In this next chapter, you'll learn some of the more involved parts of mortgage loans and what they require.
Repayment PeriodsA typical repayment period of a mortgage is either 30 years or 15 years. Generally, a 30-year repayment is the industry standard in the United States and has been for quite some time. Homeowners tend to lean towards 30 because their premiums are lower each month and it isn't as difficult to make payments. However, you end up paying a significant amount in interest since it's accrued annually on your total premium. Fifteen-year options can be great choices because they have lower mortgage rates and allow homeowners to pay off their loan pretty quickly. Although the premiums do tend to be higher compared to a 30-year. You should talk with your lender and see what repayment term options they have -- some might offer 10-year, 20-year, 25-year, or higher options.
Types of MortgagesThere are actually numerous different types of mortgages that you can apply for. While your bank or lending service can tell you more, here are a few types of mortgages:
- FHA Loan: FHA loans are mortgages that are backed by the federal government. This means that FHA loan rates might differ from other types of loans, but approval for this loan doesn't depend on your credit as much. If you wanted to get an FHA loan with a down payment of only 3.5%, then your credit score would only have to be 580 or higher. The FHA loan rates and credit standards make it a popular choice for first-time buyers.
- Conventional Loan: This type of loan, also commonly referred to as a conforming loan, is the traditional mortgage loan type. The loan doesn't exceed the Freddie Mac and Fannie Mae lending limits and conforms to their lending standards. These loans aren't insured, nor guaranteed by the government.

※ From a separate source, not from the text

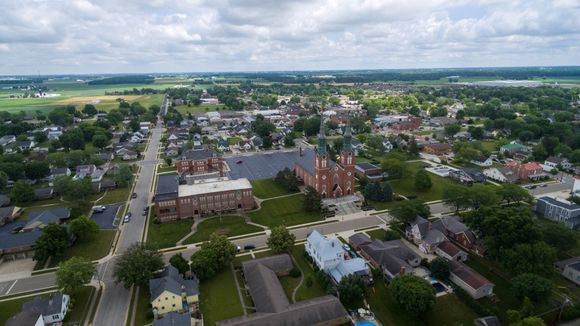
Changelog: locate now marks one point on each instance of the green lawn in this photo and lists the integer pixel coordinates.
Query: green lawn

- VA Loan: A VA loan is a great option for veterans and qualification is determined by the U.S. Department of Veterans Affairs. Since it is backed by Veteran Affairs, this loan doesn't require a down payment and applicants will see many other benefits.
When you talk with your lender about your mortgage options, be sure to ask about the different types of repayment options and loans available to you. Consider FHA loan rates versus conventional rates, as well as credit score requirements and down payments.